Offshore Network Development Plan (ONDP): looking ahead to the next 25 years 

The ONDP, a new component of the well-established Ten-Year Network Development Plan (TYNDP), falls within the framework provided by the TEN-E Regulation. This Regulation aims to promote a comprehensive approach to offshore infrastructure planning, moving away from a project-by-project approach, and to support the 2050 climate neutrality objective. The ONDP was published in January this year by ENTSO-E and turned Member States’ 2023 non-binding agreements on offshore goals into concrete transmission equipment needs and costs per offshore corridor. The plan is ambitious, providing for a total of 496 GW of generation capacity to be deployed in European waters and connected through the offshore transmission infrastructure by 2050. This means 15 GW/year per country, compared to an average 2.5 GW/year during the last 10 years. This represents a challenge for the wind industry but also for TSOs to ensure connection of offshore systems to their transmission systems (i.e. the so-called “corridors”). Indeed, by 2030, this would represent 11,000 km of cable route for radial connections.
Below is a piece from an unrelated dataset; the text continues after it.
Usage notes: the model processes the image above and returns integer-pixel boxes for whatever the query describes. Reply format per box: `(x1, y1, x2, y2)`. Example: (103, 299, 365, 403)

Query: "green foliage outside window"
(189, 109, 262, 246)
This suggests massive investments, estimated at around €400 bn for the period 2025-2050, which include costs for hybrid transmission corridors, connecting some of the offshore RES clusters to different national systems. TSOs raised the importance of providing incentives to stimulate investments, for example by developing their procurement strategies to ensure clarity, replicability and speed-up processes. Supply in critical raw materials is also one of the challenges raised by TSOs. 

The ONDP also takes into account environmental impacts of grid infrastructure on the marine environment, e.g. habitat disturbances, underwater noise and vibration, electromagnetic fields, and heat emissions etc. and provides mitigation measures. 

The ONDP will be updated in January 2026, making 2025 a key year to observe how the plan provided in this first edition will be implemented.